Easily one of the best Coen Brothers movies
“Raising Arizona” is a comedy classic effectively suited to the Coen Brothers; something that is both oddball yet purely creative in the style it chooses to tell its story.It also shows the true charisma of Nicholas Cage. He’s HI, a career robber who wants to change his ways once marrying his policewoman wife, Edwina (Holly Hunter). Unfortunately she cannot have children which sets him on a journey of kidnapping a child from a big furniture magnate and questioning his own abilities as a husband and father. Though it’s another questionable southern accent from Cage, what appeals about HI is the quest for stability even when sense or luck is not a strong suit. HI is lost; essentially a good man looking to build that middle class life but with few prospects to actually do it. His past doesn't help either and in the cleverest bit in the film, a literal metaphor (Randall “Tex” Cobb) inches ever closer to rob him of all the hope he has left. Coen Brothers staple John Goodman, and William Forsythe, play two of HI’s goober friends who “released ourselves on our own recognizance” from prison and are equally as funny as they are the antithesis of everything HI needs to be at the moment. For her part, Hunter comes off just crazy enough to want to be involved with Cage, just achingly maternal enough to want to go through all the risk involved here, but also be the stern voice of reason.

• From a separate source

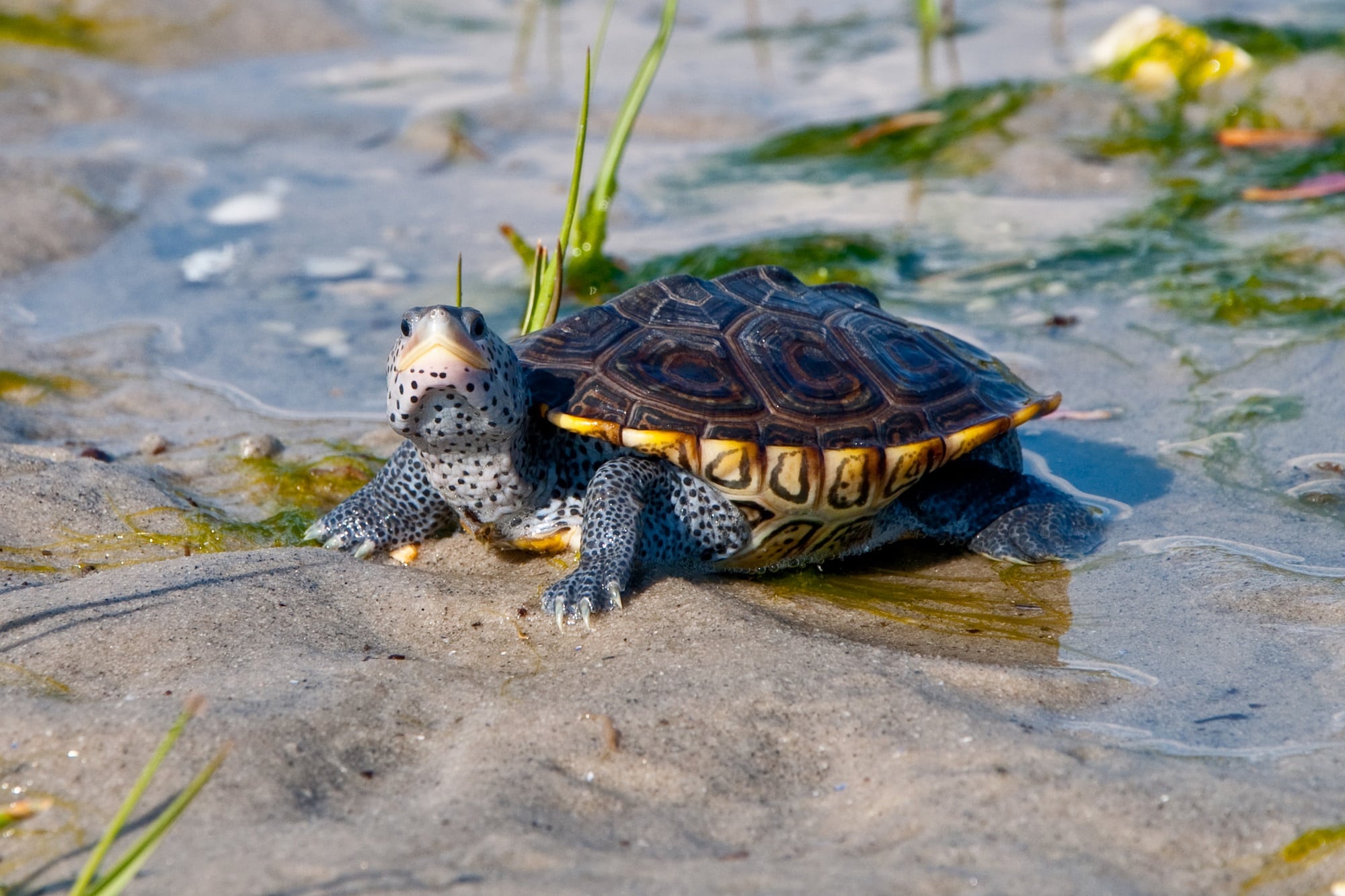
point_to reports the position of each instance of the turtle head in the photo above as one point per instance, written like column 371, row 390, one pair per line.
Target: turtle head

The Coens best balancing act is managing to make fun of these hayseeds while keeping them identifiable and it’s the material about trying to go straight and taking responsibility that lead to the cleverest jokes (an extended scene just buying diapers is thrilling and improbably funny) and most heart. There are lulls here and there but an impressively exciting finale, excellently photographed by cinematographer, and future director himself, Barry Sonnenfeld, and moving closing narration perfectly encapsulating the American dream, are enough to make “Raising Arizona” a far smarter film than it initially got credit for being.
**I usually do short, spoiler-free current reviews but with the pandemic, i’m doing a nostalgia series on 1987 in film, part of a larger review/ranking series on the 80’s.